The state of Connecticut was given $25 million in funds to purchase and rehabilitate houses and buildings that were abandoned or foreclosed during the housing market collapse. However the audit cited instances where work was never completed and properties were left abandoned and falling down.
Dimple Desai, director of the Small-Cities Community Development Block Grant which is part of the Connecticut Department of Housing, cited “difficult neighborhoods,” in his response to the audit.
The auditor cited several instances in which buildings remained abandoned, incomplete or nearly collapsing.
- A contract in August 2010 to build seven modular homes in Bridgeport by 2012 was amended to only three units and remained incomplete when auditor’s inspected the building in March of 2016. The auditors state “the walls and ceilings appeared to be covered in mold and another property appeared to have a squatter living in the property.”
- A subcontractor was awarded $104,882 to “stabilize” a blighted building in Bridgeport. However, upon inspection the building was only “boarded up.”
- A subcontractor was awarded $50,828 toward tearing down an old house and constructing a new two-family house in New Haven but the property remained empty.
The audit recommended the state pay back $666,668 in ineligible costs and provide documentation for another $1.8 million.
The Office of Small Cities-Community Development Block Grant and Technical Services, disagreed with the auditor’s findings on the incomplete properties.
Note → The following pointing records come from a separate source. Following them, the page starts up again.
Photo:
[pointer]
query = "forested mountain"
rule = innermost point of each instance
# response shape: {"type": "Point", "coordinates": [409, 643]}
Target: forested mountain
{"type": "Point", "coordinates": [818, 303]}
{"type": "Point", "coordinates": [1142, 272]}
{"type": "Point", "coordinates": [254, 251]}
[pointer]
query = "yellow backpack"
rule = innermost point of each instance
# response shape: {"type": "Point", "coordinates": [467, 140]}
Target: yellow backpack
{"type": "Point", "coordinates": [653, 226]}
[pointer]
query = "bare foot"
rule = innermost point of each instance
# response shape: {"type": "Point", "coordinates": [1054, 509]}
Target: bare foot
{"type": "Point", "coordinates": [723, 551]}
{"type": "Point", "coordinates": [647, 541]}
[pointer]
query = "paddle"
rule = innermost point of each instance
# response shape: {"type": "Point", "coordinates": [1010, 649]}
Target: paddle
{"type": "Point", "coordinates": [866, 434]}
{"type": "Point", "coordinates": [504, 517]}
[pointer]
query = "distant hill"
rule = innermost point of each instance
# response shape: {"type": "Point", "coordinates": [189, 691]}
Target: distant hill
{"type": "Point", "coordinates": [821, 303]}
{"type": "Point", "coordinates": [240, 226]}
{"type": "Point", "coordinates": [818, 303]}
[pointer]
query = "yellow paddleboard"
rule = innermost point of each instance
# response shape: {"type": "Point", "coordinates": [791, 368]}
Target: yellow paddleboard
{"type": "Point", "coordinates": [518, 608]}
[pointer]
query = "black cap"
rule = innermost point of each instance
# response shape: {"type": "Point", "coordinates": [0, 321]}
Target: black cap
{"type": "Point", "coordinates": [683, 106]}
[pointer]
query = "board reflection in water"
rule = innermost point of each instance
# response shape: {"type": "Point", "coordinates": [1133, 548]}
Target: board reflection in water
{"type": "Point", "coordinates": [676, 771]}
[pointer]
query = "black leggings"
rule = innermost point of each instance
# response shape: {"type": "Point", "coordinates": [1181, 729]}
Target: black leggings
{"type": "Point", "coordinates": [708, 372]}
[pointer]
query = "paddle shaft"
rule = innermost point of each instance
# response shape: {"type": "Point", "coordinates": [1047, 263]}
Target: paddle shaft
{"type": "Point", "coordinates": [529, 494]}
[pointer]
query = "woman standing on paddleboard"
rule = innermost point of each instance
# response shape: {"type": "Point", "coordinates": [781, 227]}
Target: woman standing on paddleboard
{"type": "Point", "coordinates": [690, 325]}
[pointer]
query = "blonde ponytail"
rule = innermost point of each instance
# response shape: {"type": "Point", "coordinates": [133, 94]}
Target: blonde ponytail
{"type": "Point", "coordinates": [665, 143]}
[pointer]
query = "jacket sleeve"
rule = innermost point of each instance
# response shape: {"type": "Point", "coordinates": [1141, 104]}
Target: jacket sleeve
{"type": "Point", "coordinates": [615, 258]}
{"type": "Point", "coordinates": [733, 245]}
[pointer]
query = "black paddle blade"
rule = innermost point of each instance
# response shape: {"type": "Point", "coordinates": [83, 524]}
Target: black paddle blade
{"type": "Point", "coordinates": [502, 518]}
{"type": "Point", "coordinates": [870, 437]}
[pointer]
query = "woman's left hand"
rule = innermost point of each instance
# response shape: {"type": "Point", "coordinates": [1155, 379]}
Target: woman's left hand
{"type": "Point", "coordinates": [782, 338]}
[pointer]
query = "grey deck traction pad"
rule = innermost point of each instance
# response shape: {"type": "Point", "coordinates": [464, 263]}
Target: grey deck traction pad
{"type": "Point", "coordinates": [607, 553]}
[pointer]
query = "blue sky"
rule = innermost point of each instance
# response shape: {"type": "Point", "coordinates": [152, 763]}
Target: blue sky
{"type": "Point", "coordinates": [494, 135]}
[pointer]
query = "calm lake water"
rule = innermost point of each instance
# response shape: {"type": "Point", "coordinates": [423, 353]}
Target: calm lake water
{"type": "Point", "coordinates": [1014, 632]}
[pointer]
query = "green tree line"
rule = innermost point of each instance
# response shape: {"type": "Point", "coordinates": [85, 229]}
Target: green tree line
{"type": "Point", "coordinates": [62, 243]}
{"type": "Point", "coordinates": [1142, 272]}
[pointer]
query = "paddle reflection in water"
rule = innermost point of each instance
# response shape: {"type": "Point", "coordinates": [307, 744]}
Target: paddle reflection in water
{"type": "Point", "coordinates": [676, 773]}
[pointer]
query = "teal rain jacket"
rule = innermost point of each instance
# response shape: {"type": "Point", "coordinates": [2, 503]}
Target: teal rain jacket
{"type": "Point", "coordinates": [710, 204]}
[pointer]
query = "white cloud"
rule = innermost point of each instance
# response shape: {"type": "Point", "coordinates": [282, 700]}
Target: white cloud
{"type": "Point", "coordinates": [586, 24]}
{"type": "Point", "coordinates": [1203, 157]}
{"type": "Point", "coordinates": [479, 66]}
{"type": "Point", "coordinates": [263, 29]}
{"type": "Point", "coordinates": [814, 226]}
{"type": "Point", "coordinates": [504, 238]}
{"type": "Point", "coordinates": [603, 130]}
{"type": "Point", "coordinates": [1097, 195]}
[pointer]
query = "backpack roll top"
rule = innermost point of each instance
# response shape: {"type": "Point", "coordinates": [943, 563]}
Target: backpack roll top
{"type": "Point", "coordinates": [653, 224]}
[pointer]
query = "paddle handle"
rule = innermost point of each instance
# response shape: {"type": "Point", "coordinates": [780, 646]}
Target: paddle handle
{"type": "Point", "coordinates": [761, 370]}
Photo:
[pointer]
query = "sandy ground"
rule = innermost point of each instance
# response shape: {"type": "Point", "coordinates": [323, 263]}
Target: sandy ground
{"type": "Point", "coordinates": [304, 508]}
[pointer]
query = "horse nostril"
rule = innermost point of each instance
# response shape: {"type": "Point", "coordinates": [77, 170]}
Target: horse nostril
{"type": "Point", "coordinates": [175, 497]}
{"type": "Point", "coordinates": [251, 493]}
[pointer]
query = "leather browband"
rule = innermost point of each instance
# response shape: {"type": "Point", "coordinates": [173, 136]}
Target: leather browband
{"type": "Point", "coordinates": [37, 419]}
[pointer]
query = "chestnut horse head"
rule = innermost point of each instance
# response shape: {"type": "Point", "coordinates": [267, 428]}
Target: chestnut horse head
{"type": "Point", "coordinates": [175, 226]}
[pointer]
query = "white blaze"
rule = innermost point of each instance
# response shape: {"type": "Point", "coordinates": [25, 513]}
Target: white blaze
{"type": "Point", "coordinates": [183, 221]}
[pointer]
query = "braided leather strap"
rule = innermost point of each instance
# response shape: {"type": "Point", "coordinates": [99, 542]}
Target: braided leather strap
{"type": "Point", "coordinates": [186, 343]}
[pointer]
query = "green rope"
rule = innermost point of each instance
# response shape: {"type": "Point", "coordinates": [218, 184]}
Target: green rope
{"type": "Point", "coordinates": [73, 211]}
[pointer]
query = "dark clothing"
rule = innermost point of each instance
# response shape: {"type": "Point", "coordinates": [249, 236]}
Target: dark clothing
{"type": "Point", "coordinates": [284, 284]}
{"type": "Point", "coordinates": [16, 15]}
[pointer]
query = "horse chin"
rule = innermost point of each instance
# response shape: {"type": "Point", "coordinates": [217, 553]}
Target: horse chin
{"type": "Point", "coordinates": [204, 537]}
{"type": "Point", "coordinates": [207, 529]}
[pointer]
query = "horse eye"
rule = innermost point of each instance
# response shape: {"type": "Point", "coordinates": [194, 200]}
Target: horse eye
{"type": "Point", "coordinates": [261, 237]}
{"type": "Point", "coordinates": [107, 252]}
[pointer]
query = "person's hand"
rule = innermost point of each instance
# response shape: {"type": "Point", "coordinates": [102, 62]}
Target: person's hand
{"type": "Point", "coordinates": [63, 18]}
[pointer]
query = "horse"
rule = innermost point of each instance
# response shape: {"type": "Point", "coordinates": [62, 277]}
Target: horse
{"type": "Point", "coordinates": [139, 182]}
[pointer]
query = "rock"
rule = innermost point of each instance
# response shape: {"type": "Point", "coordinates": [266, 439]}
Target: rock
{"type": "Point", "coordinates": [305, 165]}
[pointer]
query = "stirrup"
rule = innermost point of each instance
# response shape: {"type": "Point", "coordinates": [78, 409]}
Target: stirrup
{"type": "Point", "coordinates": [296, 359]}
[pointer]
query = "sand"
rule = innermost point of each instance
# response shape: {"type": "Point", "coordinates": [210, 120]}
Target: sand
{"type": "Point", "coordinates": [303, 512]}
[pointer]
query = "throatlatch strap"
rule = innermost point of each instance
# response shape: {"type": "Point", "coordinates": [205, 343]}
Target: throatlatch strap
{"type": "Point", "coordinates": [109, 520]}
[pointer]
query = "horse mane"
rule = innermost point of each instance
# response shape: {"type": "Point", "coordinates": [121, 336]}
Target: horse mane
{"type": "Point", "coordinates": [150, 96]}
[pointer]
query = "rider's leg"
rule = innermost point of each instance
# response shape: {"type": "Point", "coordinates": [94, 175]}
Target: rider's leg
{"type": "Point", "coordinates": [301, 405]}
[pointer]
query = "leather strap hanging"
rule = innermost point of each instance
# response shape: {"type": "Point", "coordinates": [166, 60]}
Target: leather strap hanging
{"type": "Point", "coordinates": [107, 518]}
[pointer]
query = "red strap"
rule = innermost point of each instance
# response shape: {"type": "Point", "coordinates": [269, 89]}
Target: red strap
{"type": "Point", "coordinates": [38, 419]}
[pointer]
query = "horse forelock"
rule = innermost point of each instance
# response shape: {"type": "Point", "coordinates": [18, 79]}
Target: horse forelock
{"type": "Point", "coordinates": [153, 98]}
In his response, Desai wrote “The projects identified are all associated with failed attempts at redeveloping difficult properties in difficult neighborhoods where the original developer either went out of business in mid-development, or experienced other issues which led to the current condition.” Desai claims the department is “actively working” with the communities to complete the projects.
However, the auditors cite the fact that years have passed since the projects shut down with no further progress made.
“These properties should have been completed within a reasonable timeframe,” the auditor’s responded to Desai’s comments, “or the activities should have been canceled and the funds deobligated and reprogrammed.”